We’ve reached out to Ireland’s Data Protection Commission to ask what steps it will be taking in light of the latest noyb complaints, a number of which target websites that appear to be operated by an Ireland-based legal entity.

Schrems original 2013 complaint against Facebook’s use of SCCs also ended up in Ireland, where the tech giant — and many others — locates its EU EQ. Schrem’s request that the DPC order Facebook to suspend its use of SCCs still hasn’t been fulfilled, some seven years and five complaints later. And the regulator continues to face accusations of inaction, given the growing backlog of cross-border GDPR complaints against tech giants like Facebook and Google.

Ireland’s DPC has still yet to issue a single final decision on any of these major GDPR complaints. But the legal pressure for it and all EU regulators to get a move on and enforce the bloc’s law will only increase, even as class action style lawsuits are filed to try to do what regulators have failed to.

Earlier this summer the Commission acknowledged a lack of uniformly “vigorous” enforcement of GDPR in a review of the mechanism’s first two years of operation.

“The European Data Protection Board [EDPB] and the data protection authorities have to step up their work to create a truly common European culture — providing more coherent and more practical guidance, and work on vigorous but uniform enforcement,” said Věra Jourová, Commission VP for values and transparency then, giving the Commission’s first public assessment of whether GDPR is working.

We’ve also reached out to France’s CNIL to ask what action it will be taking in light of the noyb complaints.

Following the judgement in July the French regulator said it was “conducting a precise analysis”, along with the EDPB, with a view to “drawing conclusions as soon as possible on the consequences of the ruling for data transfers from the European Union to the United States”.

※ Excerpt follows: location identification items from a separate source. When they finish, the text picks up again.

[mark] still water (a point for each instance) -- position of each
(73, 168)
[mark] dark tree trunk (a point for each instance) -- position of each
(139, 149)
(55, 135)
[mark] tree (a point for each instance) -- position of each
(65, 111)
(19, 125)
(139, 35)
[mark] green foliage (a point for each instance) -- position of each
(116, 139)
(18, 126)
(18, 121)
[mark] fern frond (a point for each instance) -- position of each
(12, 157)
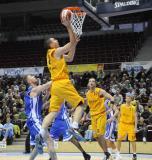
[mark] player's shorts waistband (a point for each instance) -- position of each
(98, 114)
(126, 123)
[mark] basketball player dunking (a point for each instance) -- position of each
(62, 88)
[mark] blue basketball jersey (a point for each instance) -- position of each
(63, 113)
(33, 105)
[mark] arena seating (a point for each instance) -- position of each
(40, 25)
(106, 48)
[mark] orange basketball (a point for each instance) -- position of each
(65, 15)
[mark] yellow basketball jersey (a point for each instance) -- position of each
(95, 102)
(57, 68)
(127, 114)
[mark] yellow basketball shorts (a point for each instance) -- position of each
(63, 90)
(125, 130)
(98, 123)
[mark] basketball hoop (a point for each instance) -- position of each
(77, 19)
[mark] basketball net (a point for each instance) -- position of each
(77, 19)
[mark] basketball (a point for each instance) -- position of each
(65, 15)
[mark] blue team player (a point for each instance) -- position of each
(62, 127)
(33, 108)
(112, 113)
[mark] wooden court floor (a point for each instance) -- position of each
(66, 156)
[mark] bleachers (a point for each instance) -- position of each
(106, 48)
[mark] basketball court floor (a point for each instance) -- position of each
(66, 156)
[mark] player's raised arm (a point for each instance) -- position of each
(69, 47)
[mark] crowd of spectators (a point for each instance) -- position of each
(12, 90)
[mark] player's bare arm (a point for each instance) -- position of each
(69, 46)
(106, 95)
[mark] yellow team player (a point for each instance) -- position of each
(95, 98)
(127, 125)
(62, 88)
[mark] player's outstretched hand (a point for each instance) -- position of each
(66, 22)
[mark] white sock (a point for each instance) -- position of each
(109, 150)
(75, 125)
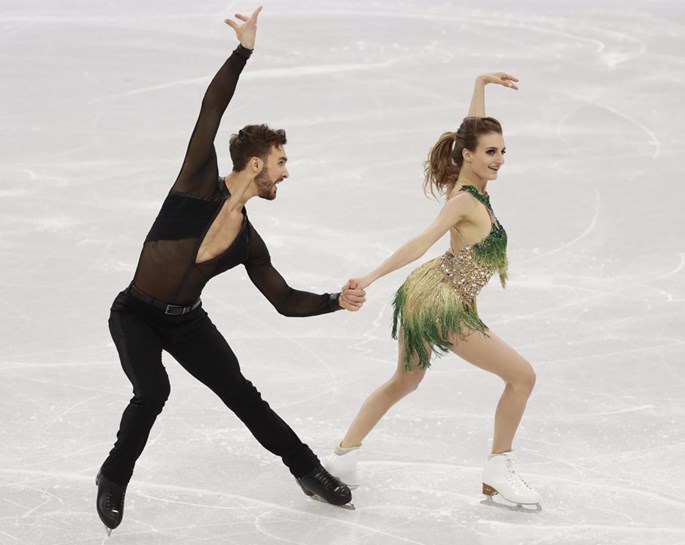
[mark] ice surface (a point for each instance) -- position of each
(99, 99)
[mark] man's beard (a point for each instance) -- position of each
(266, 189)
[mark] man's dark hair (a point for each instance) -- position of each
(253, 141)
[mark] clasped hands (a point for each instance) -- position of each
(352, 296)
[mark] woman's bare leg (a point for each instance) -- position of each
(494, 355)
(377, 404)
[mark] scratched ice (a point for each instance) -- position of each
(99, 100)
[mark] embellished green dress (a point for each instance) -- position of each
(438, 299)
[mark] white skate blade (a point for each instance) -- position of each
(518, 507)
(347, 506)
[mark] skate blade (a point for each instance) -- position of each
(346, 506)
(518, 507)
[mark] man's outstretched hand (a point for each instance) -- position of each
(352, 297)
(248, 30)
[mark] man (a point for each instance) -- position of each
(202, 230)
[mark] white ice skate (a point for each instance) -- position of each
(500, 477)
(343, 465)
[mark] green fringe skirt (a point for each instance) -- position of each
(430, 311)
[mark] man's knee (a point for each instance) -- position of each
(152, 398)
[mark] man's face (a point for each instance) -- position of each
(273, 172)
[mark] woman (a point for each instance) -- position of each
(435, 308)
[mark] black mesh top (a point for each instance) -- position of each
(167, 268)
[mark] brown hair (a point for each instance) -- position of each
(445, 158)
(253, 141)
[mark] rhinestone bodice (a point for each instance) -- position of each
(471, 268)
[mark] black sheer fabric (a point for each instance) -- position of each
(167, 269)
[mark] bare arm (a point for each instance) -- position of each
(455, 210)
(477, 107)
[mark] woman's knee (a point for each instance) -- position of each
(408, 381)
(524, 380)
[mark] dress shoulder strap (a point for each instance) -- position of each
(482, 197)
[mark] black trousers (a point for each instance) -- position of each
(140, 333)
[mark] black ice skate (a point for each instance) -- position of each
(110, 502)
(321, 485)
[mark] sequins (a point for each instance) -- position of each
(463, 273)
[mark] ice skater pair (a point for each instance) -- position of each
(435, 309)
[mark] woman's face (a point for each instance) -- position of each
(486, 161)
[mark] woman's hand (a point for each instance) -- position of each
(352, 296)
(247, 31)
(500, 78)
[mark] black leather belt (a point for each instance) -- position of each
(173, 310)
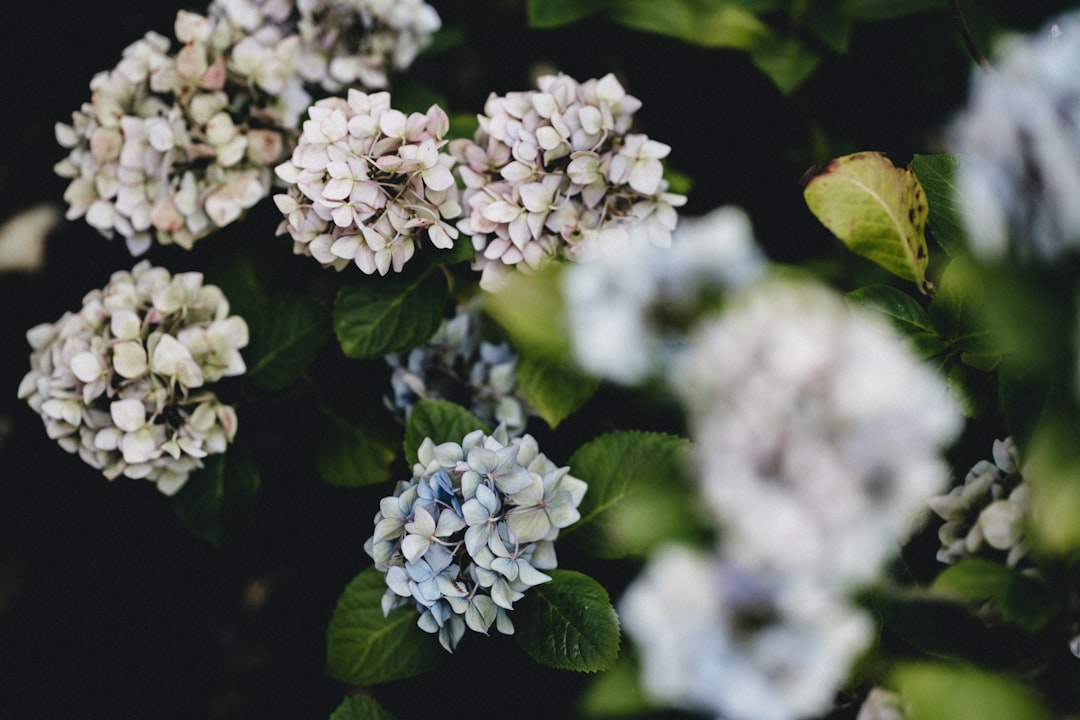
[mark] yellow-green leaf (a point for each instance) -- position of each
(877, 209)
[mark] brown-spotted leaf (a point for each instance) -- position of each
(877, 209)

Since then the EDPB guidance has come out — inking the obvious: That transfers on the basis of Privacy Shield “are illegal”. And while the CJEU ruling did not invalidate the use of SCCs it gave only a very qualified green light to continued use.

As we reported last month, the ability to use SCCs to transfer data to the U.S. hinges on a data controller being able to offer a legal guarantee that “U.S. law does not impinge on the adequate level of protection” for the transferred data.

“Whether or not you can transfer personal data on the basis of SCCs will depend on the result of your assessment, taking into account the circumstances of the transfers, and supplementary measures you could put in place,” the EDPB added.